Pearce is currently the Alzheimer Ambassador to Congressman Rick Crawford. According to the Alzheimer's Association, ambassadors are volunteers selected to serve as the main point of in-district contact for a targeted member of Congress. Pearce plays an important role in helping the Alzheimer's Association meet its federal legislative goals.
Although Pearce works diligently with the association and patients with the disease, she plans to further her work and progress in the association.
"In April, I have plans to go to Washington to become an Advocate for Alzheimer's," she said.

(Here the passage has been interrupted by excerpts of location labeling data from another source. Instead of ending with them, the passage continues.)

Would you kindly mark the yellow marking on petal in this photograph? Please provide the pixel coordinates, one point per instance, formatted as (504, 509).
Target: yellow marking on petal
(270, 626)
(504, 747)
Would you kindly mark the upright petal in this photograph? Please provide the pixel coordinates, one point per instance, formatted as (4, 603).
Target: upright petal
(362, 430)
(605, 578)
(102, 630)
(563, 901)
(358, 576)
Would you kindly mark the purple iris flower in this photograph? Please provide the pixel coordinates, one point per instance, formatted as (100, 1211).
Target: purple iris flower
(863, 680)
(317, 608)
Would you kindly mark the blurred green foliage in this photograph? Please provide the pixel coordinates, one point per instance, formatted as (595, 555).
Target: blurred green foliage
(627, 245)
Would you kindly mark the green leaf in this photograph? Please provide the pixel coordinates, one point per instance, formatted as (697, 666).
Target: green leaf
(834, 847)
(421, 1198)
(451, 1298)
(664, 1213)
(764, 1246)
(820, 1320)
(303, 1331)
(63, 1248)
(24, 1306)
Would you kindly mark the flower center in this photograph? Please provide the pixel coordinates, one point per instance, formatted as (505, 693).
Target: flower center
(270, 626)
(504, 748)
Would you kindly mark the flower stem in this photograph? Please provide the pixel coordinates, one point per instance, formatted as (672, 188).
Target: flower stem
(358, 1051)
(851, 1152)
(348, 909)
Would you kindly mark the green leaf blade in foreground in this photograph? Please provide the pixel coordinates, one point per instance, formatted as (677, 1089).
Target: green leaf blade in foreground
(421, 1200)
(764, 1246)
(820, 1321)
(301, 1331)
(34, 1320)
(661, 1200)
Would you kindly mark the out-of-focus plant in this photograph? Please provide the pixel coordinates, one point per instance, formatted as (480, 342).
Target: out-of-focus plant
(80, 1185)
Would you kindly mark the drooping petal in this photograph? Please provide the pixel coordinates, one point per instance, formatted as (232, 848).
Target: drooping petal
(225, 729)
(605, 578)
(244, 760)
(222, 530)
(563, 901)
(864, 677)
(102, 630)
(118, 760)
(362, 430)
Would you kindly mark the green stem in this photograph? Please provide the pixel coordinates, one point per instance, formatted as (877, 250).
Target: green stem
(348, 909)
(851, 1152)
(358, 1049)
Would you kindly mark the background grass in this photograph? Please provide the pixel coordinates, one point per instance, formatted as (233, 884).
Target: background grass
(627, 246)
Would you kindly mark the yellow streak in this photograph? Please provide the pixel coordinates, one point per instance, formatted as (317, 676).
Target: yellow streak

According to the Alzheimer's Association, one in eight older Americans has Alzheimer's disease. In 2012, it was recorded that approximately 5.4 million Americans are living with the disease, including at least 800,000 who live alone. It is the sixth-leading cause of death in the United States and the only cause of death among the top ten in the United States that cannot be prevented, cured or even slowed.
"When other things like cancer has decreased, Alzheimer's has risen," said Pearce.
She said that Alzheimer's is expected to drastically rise within the next 10 years.
"With the disease being so common, we work hard to educate our staff in every way possible on how to deal with the patients," said Pearce.
Three Rivers staff goes through a Virtual Dementia Tour in which they wear special goggles and headphones. With the equipment on, they are asked to do five everyday tasks.
"It really helps them to get a feel for what it's like living in their [the patient's] world," said Pearce. "It's important for caregivers and family members to conform to their world rather than try to make them conform to ours."